Le surimi, traditionnellement associé à des saveurs maritimes, est devenu un incontournable des apéritifs et des salades en France. Ces bâtonnets orangés, faciles à consommer, sont souvent perçus comme des en-cas sains. Cependant, il est temps de se pencher sur leur véritable composition.
Un mélange trompeur
Bien que le surimi soit couramment associé à la chair de crabe, cette image est loin de la réalité. Selon les normes de l'industrie agroalimentaire, le surimi se compose principalement de chair de poisson blanc, souvent du colin d'Alaska ou du merlu. Les arômes de crustacés, ainsi que divers additifs tels que sucre et amidon, viennent composer cette pâte colorée. En fait, il n'est pas rare de trouver des mélanges incluant des résidus de poisson et des agents de texture.

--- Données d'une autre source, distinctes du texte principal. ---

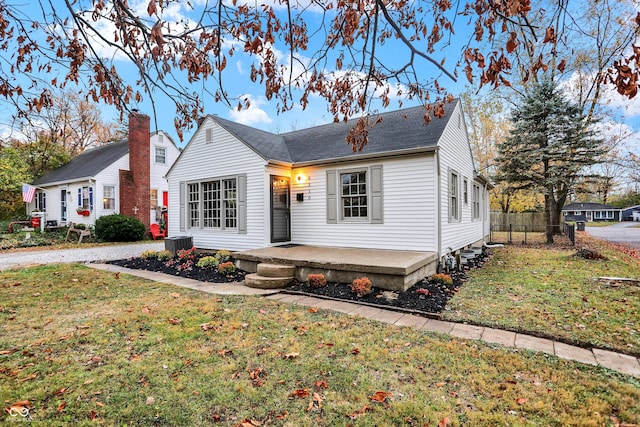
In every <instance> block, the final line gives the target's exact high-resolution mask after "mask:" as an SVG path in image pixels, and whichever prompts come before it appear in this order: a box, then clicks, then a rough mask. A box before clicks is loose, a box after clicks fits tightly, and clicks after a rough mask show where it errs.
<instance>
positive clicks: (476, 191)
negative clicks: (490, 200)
mask: <svg viewBox="0 0 640 427" xmlns="http://www.w3.org/2000/svg"><path fill="white" fill-rule="evenodd" d="M471 188H472V192H471V195H472V197H471V203H472V205H471V220H472V221H481V220H482V201H483V199H484V197H483V192H482V186H481V185H479V184H476V183H473V184H472V185H471ZM476 190H477V191H476Z"/></svg>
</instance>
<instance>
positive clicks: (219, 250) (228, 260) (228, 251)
mask: <svg viewBox="0 0 640 427" xmlns="http://www.w3.org/2000/svg"><path fill="white" fill-rule="evenodd" d="M214 258H215V259H216V261H217V263H216V265H220V264H222V263H223V262H227V261H229V259H231V252H229V251H228V250H226V249H220V250H219V251H218V252H216V254H215V255H214Z"/></svg>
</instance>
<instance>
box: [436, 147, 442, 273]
mask: <svg viewBox="0 0 640 427" xmlns="http://www.w3.org/2000/svg"><path fill="white" fill-rule="evenodd" d="M439 153H440V150H436V151H435V153H434V156H435V160H436V206H437V208H436V210H437V212H436V230H437V232H436V236H437V237H436V240H437V241H436V244H437V246H436V253H437V254H438V262H440V260H441V259H442V256H443V254H442V252H441V251H442V226H441V223H442V203H441V194H440V189H441V185H442V184H441V179H440V155H439Z"/></svg>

Un aliment ultra-transformé
Le surimi industriel, tel que nous le connaissons aujourd'hui, tombe sous la catégorie des aliments ultra-transformés. Sa fabrication implique plusieurs étapes, de l'ajout de colorants à des arômes artificiels, rendant le produit moins nutritif que l'on pourrait le croire. En effet, la proportion de chair de poisson dans ces produits oscille entre 30 % et 45 %. La plupart des versions disponibles aujourd'hui ont été modifiées pour avoir une durée de conservation prolongée, mais cela se fait au détriment de leur valeur nutritionnelle.
Risque pour la santé
Le surimi, riche en sel et en sucre, offre peu de fibres et de vitamines. Une consommation excessive de ces aliments peut accroître les risques de maladies telles que l’hypertension et l’obésité. Ainsi, même si le surimi peut convenir comme petit plaisir occasionnel, il ne devrait pas constituer une base régulière de l'alimentation. Pour ceux qui cherchent des alternatives saines, d'autres sources de protéines marines ou végétales pourraient être plus appropriées.